Here, Lassi et al. show that 30-day RF modified the pattern of 24-h corticosterone secretion in F0 male mice, as well as the expression of core clock genes in the liver, thereby confirming that the RF protocol was sufficient to disrupt the circadian rhythm of the mice. Corticosterone is a potent internal regulator (or ZT) of the circadian clock and regulates clock gene expression in various tissues. In normal conditions, corticosterone secretion follows a robust circadian rhythm, and previous studies have shown that alteration of the corticosterone rhythm results in clock desynchronization and compromises metabolic homeostasis.

F1 males born from the mating of RF males to age-matched females on ad libitum feeding schedule (F1-RF mice) developed normally and showed normal growth curves from weaning to ~10 months. However, metabolic phenotyping revealed that F1-RF males showed an increase in daily food intake, were hyperglycemic and had a disrupted corticosterone rhythm compared with F1 males of control fathers (F1-C).
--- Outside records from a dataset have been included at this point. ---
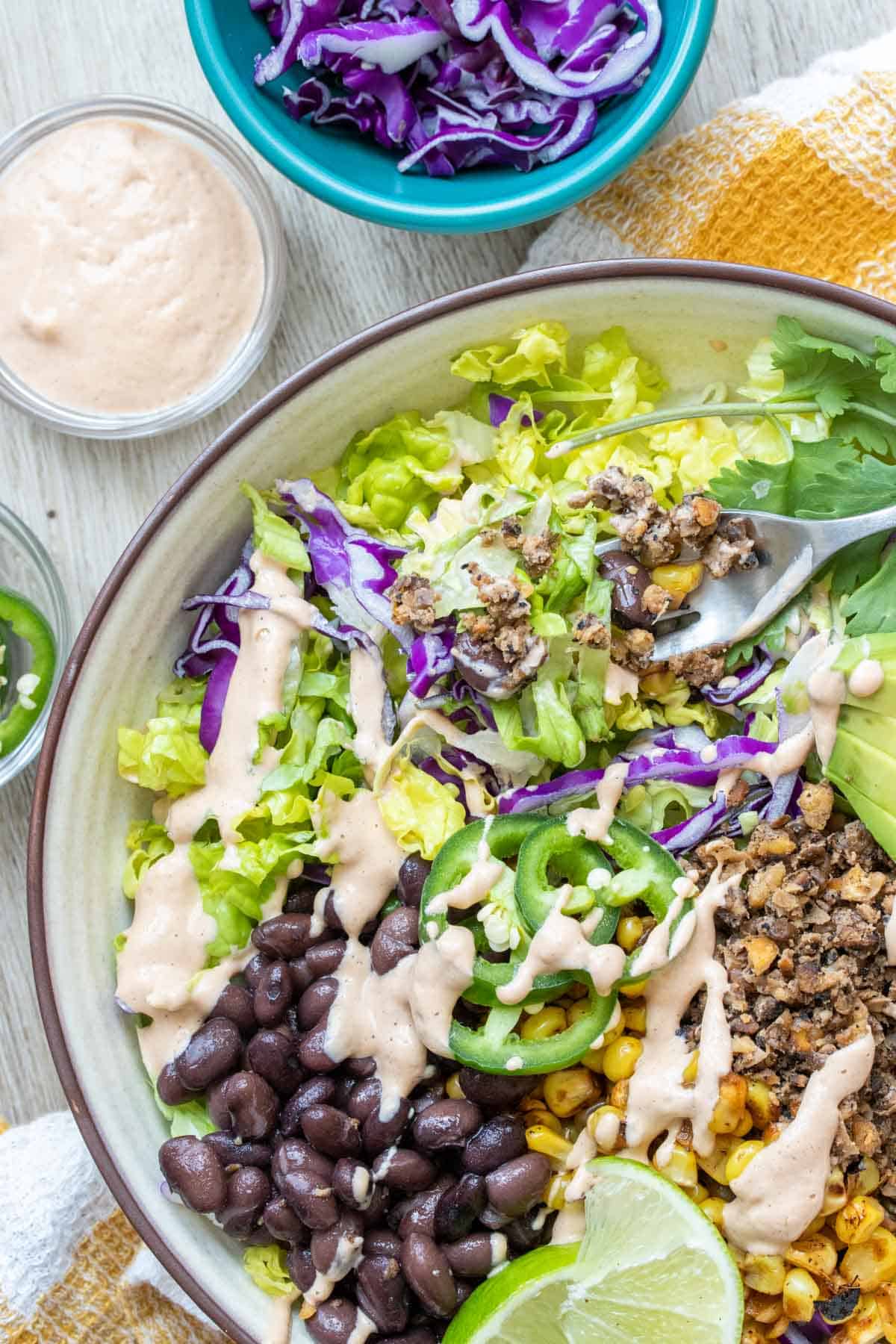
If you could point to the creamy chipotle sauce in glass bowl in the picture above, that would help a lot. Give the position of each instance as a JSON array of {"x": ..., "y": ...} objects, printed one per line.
[{"x": 140, "y": 264}]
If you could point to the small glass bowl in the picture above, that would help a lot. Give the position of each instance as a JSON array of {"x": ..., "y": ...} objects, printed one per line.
[
  {"x": 245, "y": 176},
  {"x": 27, "y": 569}
]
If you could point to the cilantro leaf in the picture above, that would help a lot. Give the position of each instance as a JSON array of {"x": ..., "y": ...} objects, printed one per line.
[{"x": 872, "y": 608}]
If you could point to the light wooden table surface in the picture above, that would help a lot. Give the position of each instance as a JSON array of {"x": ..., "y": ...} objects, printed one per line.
[{"x": 87, "y": 499}]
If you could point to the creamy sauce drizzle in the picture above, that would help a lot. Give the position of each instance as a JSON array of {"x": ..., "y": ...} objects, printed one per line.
[
  {"x": 561, "y": 944},
  {"x": 131, "y": 267},
  {"x": 659, "y": 1101},
  {"x": 472, "y": 889},
  {"x": 783, "y": 1189},
  {"x": 367, "y": 692},
  {"x": 594, "y": 823},
  {"x": 166, "y": 944}
]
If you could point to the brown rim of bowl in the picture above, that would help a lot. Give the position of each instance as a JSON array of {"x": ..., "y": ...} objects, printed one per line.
[{"x": 535, "y": 280}]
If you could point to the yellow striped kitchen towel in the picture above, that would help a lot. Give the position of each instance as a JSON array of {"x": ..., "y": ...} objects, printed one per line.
[{"x": 802, "y": 176}]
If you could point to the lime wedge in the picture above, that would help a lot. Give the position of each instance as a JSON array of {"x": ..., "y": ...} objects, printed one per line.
[{"x": 650, "y": 1270}]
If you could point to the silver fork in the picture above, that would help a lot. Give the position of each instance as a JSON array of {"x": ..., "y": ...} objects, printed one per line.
[{"x": 790, "y": 551}]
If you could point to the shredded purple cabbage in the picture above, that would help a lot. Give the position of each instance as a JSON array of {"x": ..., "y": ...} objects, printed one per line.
[{"x": 455, "y": 84}]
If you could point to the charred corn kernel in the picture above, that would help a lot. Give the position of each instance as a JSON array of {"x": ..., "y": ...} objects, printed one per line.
[
  {"x": 886, "y": 1301},
  {"x": 628, "y": 932},
  {"x": 762, "y": 1105},
  {"x": 751, "y": 1335},
  {"x": 715, "y": 1163},
  {"x": 541, "y": 1116},
  {"x": 859, "y": 1219},
  {"x": 600, "y": 1128},
  {"x": 620, "y": 1095},
  {"x": 712, "y": 1209},
  {"x": 741, "y": 1157},
  {"x": 546, "y": 1023},
  {"x": 765, "y": 1273},
  {"x": 621, "y": 1057},
  {"x": 679, "y": 579},
  {"x": 817, "y": 1254},
  {"x": 729, "y": 1108},
  {"x": 762, "y": 1307},
  {"x": 800, "y": 1295},
  {"x": 555, "y": 1191},
  {"x": 862, "y": 1328},
  {"x": 568, "y": 1090},
  {"x": 682, "y": 1169},
  {"x": 865, "y": 1180},
  {"x": 635, "y": 1019},
  {"x": 541, "y": 1140},
  {"x": 835, "y": 1192},
  {"x": 872, "y": 1261}
]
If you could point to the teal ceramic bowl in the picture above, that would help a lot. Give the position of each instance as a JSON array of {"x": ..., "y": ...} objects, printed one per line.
[{"x": 361, "y": 179}]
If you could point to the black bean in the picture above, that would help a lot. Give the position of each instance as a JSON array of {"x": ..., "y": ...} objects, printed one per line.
[
  {"x": 395, "y": 939},
  {"x": 245, "y": 1104},
  {"x": 447, "y": 1124},
  {"x": 527, "y": 1231},
  {"x": 352, "y": 1183},
  {"x": 301, "y": 974},
  {"x": 629, "y": 581},
  {"x": 274, "y": 1055},
  {"x": 411, "y": 877},
  {"x": 304, "y": 1177},
  {"x": 247, "y": 1192},
  {"x": 235, "y": 1001},
  {"x": 331, "y": 1130},
  {"x": 382, "y": 1293},
  {"x": 337, "y": 1250},
  {"x": 334, "y": 1322},
  {"x": 460, "y": 1207},
  {"x": 492, "y": 1219},
  {"x": 326, "y": 957},
  {"x": 193, "y": 1172},
  {"x": 418, "y": 1213},
  {"x": 273, "y": 994},
  {"x": 405, "y": 1169},
  {"x": 429, "y": 1275},
  {"x": 284, "y": 936},
  {"x": 382, "y": 1242},
  {"x": 253, "y": 971},
  {"x": 312, "y": 1050},
  {"x": 301, "y": 1270},
  {"x": 476, "y": 1254},
  {"x": 316, "y": 1001},
  {"x": 378, "y": 1135},
  {"x": 496, "y": 1142},
  {"x": 233, "y": 1152},
  {"x": 210, "y": 1053},
  {"x": 425, "y": 1097},
  {"x": 494, "y": 1092},
  {"x": 171, "y": 1089},
  {"x": 366, "y": 1098},
  {"x": 300, "y": 900},
  {"x": 514, "y": 1187},
  {"x": 363, "y": 1066},
  {"x": 284, "y": 1223}
]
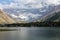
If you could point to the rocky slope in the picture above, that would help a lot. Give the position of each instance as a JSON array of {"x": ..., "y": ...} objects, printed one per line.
[{"x": 4, "y": 18}]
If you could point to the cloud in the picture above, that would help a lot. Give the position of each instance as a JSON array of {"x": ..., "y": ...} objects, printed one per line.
[
  {"x": 55, "y": 2},
  {"x": 25, "y": 16}
]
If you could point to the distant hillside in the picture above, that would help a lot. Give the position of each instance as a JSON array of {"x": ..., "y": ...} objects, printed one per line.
[{"x": 4, "y": 18}]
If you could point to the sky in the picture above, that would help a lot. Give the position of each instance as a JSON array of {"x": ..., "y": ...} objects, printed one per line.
[{"x": 27, "y": 3}]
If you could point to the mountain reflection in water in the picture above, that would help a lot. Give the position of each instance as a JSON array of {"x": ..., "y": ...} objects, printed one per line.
[{"x": 31, "y": 33}]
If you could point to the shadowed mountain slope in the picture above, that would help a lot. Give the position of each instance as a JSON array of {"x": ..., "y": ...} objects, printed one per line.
[{"x": 4, "y": 18}]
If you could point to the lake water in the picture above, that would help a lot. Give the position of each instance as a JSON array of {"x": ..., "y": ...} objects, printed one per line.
[{"x": 31, "y": 33}]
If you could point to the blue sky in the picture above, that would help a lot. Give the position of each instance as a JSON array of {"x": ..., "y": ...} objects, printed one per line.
[{"x": 27, "y": 3}]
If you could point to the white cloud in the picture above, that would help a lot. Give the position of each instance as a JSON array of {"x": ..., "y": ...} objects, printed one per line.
[
  {"x": 25, "y": 16},
  {"x": 34, "y": 3}
]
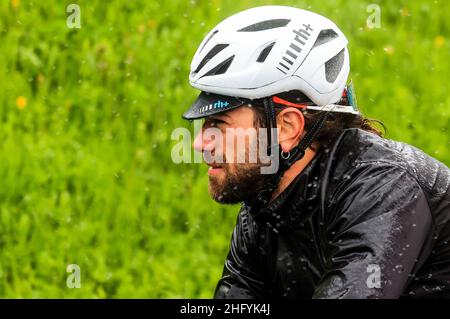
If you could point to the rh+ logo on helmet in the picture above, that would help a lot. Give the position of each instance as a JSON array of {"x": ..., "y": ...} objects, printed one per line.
[{"x": 290, "y": 56}]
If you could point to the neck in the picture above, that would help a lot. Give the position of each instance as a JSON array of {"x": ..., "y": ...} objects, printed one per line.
[{"x": 293, "y": 171}]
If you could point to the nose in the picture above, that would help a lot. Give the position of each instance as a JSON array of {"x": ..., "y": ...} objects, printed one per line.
[{"x": 201, "y": 143}]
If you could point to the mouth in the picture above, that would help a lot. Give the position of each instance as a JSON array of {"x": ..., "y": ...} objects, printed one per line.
[{"x": 214, "y": 169}]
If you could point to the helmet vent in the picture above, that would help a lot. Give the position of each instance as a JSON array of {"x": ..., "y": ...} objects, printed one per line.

Analysis of RNA-seq also indicated profound alterations of oscillatory genes and core clock components in the liver and hypothalamus of F1-RF mice.
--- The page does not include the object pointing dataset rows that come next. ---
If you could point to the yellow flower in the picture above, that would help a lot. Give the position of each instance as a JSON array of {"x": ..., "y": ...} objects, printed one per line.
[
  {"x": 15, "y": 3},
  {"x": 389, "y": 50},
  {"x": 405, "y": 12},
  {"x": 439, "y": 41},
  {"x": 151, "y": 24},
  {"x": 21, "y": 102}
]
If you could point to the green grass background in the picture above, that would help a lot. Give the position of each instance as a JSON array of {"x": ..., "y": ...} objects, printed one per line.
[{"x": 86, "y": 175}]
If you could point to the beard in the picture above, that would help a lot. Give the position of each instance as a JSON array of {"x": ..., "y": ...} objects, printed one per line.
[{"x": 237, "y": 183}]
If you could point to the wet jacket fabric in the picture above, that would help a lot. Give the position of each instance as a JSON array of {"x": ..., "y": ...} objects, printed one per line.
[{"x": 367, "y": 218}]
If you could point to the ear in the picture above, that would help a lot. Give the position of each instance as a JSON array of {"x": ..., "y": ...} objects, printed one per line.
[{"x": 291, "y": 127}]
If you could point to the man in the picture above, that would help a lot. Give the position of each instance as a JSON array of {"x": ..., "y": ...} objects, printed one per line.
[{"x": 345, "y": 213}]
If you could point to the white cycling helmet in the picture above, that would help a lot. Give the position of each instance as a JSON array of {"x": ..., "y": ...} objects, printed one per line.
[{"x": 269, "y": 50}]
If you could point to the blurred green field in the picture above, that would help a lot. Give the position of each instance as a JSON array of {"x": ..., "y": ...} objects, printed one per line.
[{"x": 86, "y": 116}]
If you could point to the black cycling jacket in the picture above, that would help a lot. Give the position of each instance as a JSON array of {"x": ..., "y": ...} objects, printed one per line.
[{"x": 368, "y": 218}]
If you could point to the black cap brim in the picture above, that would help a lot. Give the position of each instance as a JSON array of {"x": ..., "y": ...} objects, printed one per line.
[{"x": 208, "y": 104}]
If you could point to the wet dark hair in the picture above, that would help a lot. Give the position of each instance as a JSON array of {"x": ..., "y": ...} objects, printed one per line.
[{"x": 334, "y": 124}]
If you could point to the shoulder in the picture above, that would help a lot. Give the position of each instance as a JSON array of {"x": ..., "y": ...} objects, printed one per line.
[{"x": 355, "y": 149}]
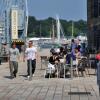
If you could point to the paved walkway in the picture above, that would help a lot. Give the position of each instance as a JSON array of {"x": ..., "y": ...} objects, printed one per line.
[
  {"x": 82, "y": 88},
  {"x": 45, "y": 89}
]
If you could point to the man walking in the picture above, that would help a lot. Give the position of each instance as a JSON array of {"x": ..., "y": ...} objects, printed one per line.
[
  {"x": 31, "y": 56},
  {"x": 13, "y": 60}
]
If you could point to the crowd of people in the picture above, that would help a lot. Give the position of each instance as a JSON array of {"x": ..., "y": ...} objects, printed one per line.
[{"x": 63, "y": 55}]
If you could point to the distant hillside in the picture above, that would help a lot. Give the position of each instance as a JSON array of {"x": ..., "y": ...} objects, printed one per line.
[{"x": 37, "y": 28}]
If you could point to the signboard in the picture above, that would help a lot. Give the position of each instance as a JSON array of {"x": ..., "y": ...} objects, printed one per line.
[{"x": 14, "y": 24}]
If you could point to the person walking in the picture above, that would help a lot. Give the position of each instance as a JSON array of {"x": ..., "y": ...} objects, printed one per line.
[
  {"x": 31, "y": 54},
  {"x": 13, "y": 60}
]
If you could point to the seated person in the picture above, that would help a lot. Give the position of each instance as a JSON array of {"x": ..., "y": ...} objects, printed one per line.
[
  {"x": 53, "y": 60},
  {"x": 77, "y": 55}
]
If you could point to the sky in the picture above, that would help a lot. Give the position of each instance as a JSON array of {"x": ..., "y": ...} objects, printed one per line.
[{"x": 65, "y": 9}]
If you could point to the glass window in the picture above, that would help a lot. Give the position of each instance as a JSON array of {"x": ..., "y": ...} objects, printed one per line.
[{"x": 95, "y": 6}]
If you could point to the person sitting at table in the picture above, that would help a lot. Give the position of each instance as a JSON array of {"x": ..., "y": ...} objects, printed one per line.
[{"x": 53, "y": 59}]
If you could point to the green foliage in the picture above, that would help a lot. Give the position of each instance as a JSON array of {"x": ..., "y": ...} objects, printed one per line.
[{"x": 43, "y": 28}]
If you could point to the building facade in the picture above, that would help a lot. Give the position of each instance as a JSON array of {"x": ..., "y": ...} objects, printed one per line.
[{"x": 93, "y": 18}]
Hypothesizing that corticosterone in the seminal plasma —the acellular part of the semen — could mediate the effects of paternal circadian disruption on offspring phenotype, the team measured corticosterone concentration in seminal plasma of control and RF F0 males at different ZT. In control mice, seminal plasma corticosterone concentration oscillated within 24 h following the pattern observed in the serum with an anticipatory peak at the beginning of the night phase, whereas corticosterone rhythmicity was severely dampened in the seminal plasma of RF F0 males with a significantly less pronounced peak at the day-night transition.
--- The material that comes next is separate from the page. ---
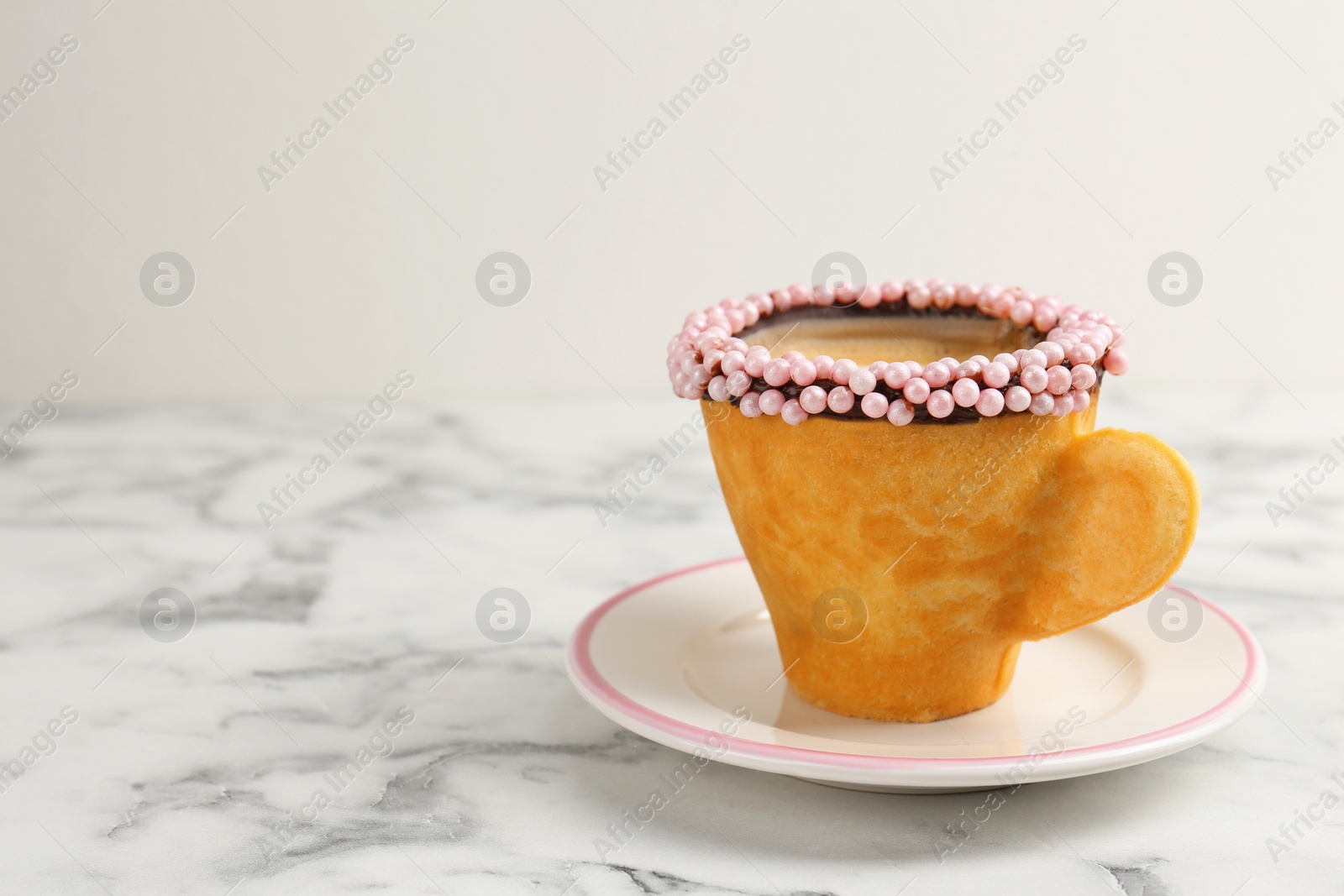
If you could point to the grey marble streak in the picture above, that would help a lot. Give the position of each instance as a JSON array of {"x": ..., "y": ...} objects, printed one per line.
[{"x": 360, "y": 600}]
To test whether corticosterone level in the seminal plasma is an important factor for the intergenerational consequences of paternal circadian disruption, the team generated a new cohort by breeding parental mice during the day (between ZT1 to ZT3, instead of day-night transition from ZT10 to ZT12 for previous cohorts) when corticosterone levels in the seminal plasma were not different between control and RF males. Phenotyping of F1 mice revealed that day breeding normalized the hyperphagia, hyperglycemia and the corticosterone phenotypes observed in F1-RF animals, thereby confirming the role of seminal plasma corticosterone levels in the intergenerational phenotype.

“Together, our results show that paternal circadian rhythm is important for offspring feeding behavior and metabolic health, reinforce the role of seminal plasma in acquired inheritance, and propose corticosterone as an important molecule for parental communication at conception and offspring phenotype,” conclude the investigators in their report.